Jets of sound soon erupted out of those stacks as the band launched into its opener. Mascis funneled his gravel road vocals into the towering charge of noise, with Barlow backing. An often underrated guitarist, Mascis is the lead and the rhythm all at once, spiking the notes over the crowd with a deadly precision. Barlow’s style of playing is more like that of a punk guitarist, hammering notes like power chords and attaching a thick sound to the squealing bends out of Mascis’ guitar. As a preventative device, my makeshift earplugs were about as effective as a perforated condom. It was a ripping noise that could have been used to disperse riots, but it was a perfect level for a band like Dinosaur Jr.

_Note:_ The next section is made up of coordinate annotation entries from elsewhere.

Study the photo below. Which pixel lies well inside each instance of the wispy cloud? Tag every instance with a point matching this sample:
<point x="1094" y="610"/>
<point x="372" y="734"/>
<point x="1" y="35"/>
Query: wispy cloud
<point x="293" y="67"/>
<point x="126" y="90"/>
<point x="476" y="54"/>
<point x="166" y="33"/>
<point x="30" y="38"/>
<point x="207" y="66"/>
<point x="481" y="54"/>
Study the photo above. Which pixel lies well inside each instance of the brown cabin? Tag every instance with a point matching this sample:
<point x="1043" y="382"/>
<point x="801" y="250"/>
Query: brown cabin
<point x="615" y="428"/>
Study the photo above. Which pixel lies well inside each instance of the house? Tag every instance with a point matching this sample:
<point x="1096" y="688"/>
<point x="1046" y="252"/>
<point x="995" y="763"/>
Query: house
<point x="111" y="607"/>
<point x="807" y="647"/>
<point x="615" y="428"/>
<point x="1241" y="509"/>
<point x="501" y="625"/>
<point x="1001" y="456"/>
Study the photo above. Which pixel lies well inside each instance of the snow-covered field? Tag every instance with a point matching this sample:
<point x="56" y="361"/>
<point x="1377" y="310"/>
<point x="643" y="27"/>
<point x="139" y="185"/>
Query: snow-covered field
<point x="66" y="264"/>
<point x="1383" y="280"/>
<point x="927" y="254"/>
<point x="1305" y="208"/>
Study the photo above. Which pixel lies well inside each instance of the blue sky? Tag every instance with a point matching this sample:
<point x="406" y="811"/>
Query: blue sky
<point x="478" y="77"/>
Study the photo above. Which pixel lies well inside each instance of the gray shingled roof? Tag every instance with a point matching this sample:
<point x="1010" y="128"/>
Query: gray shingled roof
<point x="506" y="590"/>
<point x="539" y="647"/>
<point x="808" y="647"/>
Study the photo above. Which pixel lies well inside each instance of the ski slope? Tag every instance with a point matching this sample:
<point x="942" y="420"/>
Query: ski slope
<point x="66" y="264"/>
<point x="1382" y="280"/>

In between the songs, Mascis would flutter digital swamp frogs, chattering birds, and delayed chirps out of his guitar. Acting like neopsychedelic intermissions between the pulverizing songs, they further demonstrated Mascis’ mastery of his Fender Jaguar’s roar. The band let their instruments do the talking, and cut the bullshit by keeping interaction with the crowd to a minimum. Everyone knew who they were and what they did, and that was all that was needed. Two standouts of the show included the old-school jam, “Forget The Swan,” and the 10,000 pound pop song “Freak Scene” off the band’s 1988 album, Bug. The propulsive vocal attack of “Forget The Swan” preceded Mascis’ soloing with a sense of gravitational dread, hammering the crowd into headbangs. “Freak Scene” was greeted with the most applause of the night, as the band returned to the stage for a two-song encore. Although the crowd was in motion, it was hardly unhinged. As a lone 20-something Quentin Tarantino look-alike threw his body against his neighbors in an intoxicated attempt to prompt some moshing, I began to ponder. Was the crowd timid or just plain tame? Had the warped fury of angst of the end of Reagan’s reign been soothed with time? Were people just afraid of breaking stuff in the place?
By the time the show wrapped up, I had nothing but windchimes in my ears: a fuzzy, bruised absence of discernable tones that persisted for three days after. I’d say it was well worth it. Age hasn’t deterred Dinosaur Jr. from pumping out a signature sound that had an indelible impact on well-known bands like Nirvana. The sound and the fury are still intact.